Maka, pada 15 Agustus 2019, setelah melewati segala rintangan agar tetap bertahan hidup, sang bayi perempuan yang sehat dengan berat 2,13 kg dan panjang 42 cm pun dilahirkan melalui operasi caesar dari ibu yang 117 hari sudah mati otak (secara medis dikategorikan sudah meninggal).
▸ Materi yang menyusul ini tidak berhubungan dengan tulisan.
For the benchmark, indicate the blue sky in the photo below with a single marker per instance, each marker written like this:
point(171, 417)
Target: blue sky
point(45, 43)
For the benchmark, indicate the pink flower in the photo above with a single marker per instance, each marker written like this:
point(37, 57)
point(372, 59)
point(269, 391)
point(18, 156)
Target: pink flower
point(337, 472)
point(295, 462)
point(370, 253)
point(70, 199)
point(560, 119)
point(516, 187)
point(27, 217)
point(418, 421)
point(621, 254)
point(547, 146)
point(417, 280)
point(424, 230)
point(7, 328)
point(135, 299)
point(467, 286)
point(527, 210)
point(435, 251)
Rekor baru proses kelahiran seperti itu tercetak, kata Rumah Sakit Universitas Brno pada hari Senin (2/9/2019).
Dikatakan bahwa selama 117 hari tetap hidup di dalam rahim, sebuah proses yang sarat dengan potensi komplikasi, diyakini sebagai catatan kehamilan artifisial terlama yang terpanjang pada ibu yang mati otak atau dinyatakan telah meninggal secara klinis.
Sang ibu, yang identitasnya tidak diungkapkan, dinyatakan mati otak tak lama setelah tiba di rumah sakit, di mana dokter segera memulai perjuangan panjang untuk menyelamatkan sang janin.
Mereka memberi wanita berusia 27 tahun itu berbagai penunjang kehidupan buatan untuk menjaga kehamilan tetap berjalan, dan bahkan secara teratur menggerakkan kakinya sebagai simulasi berjalan untuk membantu pertumbuhan anak.
Setelah melahirkan pada minggu ke 34 kehamilan, dengan suami dan anggota keluarga lainnya hadir, staf medis memutus sistem pendukung kehidupan ibu dan membiarkannya meninggal “secara resmi”.
“Ini benar-benar kasus luar biasa ketika seluruh keluarga berdiri bersama … tanpa dukungan dan minat mereka, tentu hasilnya tidak akan pernah seperti ini,” Pavel Ventruba, kepala ginekologi dan kebidanan di rumah sakit, mengatakan kepada wartawan sebagaimana dilansir Reuters, Senin (2/9/2019) lalu.